Writing Chef Target Mode Resources
This content is more than 4 years old and the cloud moves fast so some information may be slightly out of date.
Writing Chef Target Mode Resources
After my previous blog posts, you might be tempted to write your own Chef custom resources which are compatible with Target Mode.
Luckily, this is very easy - so this will be a short one.
When writing resources, you can use a lightweight DSL which looks like this:
resource_name :esx_config
description "This resource configures vSphere ESX hosts"
... and so on ...
The trick to have this work with target mode lies in adding provides
lines which specify target mode as well as the supported platforms. This is easily done by adding a Boolean flag as well as the relevant platforms or platform_families
resource_name :esx_config
description "This resource configures vSphere ESX hosts"

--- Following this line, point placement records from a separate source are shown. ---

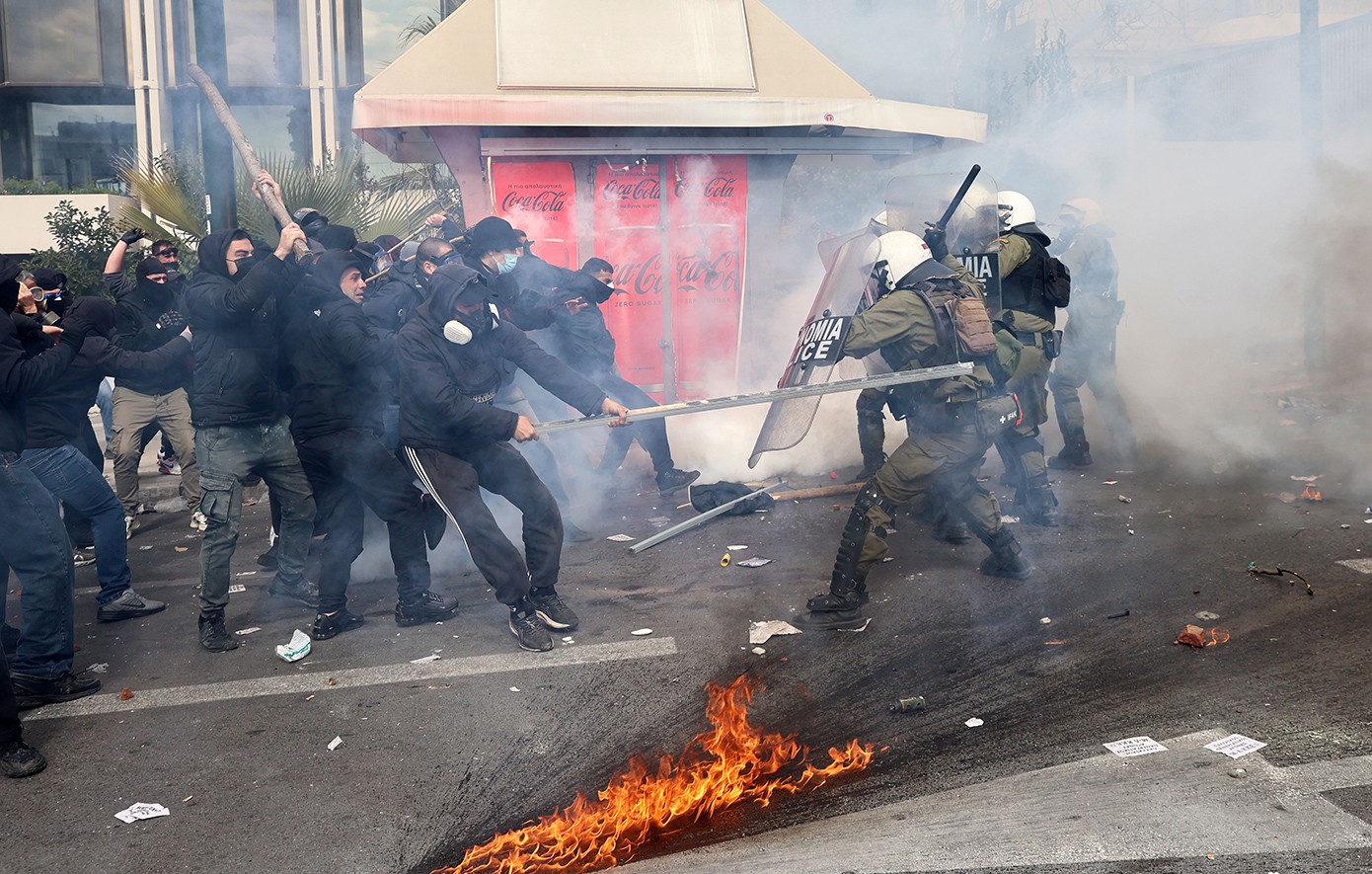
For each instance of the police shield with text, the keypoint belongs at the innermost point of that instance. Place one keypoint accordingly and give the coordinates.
(931, 313)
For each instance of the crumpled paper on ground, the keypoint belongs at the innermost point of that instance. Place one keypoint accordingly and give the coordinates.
(762, 631)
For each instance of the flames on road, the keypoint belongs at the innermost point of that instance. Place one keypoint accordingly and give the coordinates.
(730, 763)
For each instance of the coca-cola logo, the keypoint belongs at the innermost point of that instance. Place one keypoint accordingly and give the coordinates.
(696, 275)
(640, 189)
(641, 278)
(714, 189)
(546, 200)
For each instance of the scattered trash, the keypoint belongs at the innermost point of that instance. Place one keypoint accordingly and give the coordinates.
(1235, 746)
(1193, 635)
(296, 648)
(908, 705)
(1129, 747)
(1255, 570)
(763, 631)
(141, 811)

provides :esx_config, target_mode: true, platform: 'vmkernel'
provides :esx_config, target_mode: true, platform_family: 'esx'
... and so on ...
Within your custom resource, you have access to all the methods and properties that chef provides, as even remote node_attributes are transparently managed with connected Chef servers. If you just wrap Chef-native resources to have more convenience over repeated tasks (sometimes also called Composite Custom Resources), please check my last blog post for escaping Target Mode for local preprocessing. If you work with a plain Ruby Custom Resource, this is not neccessary though.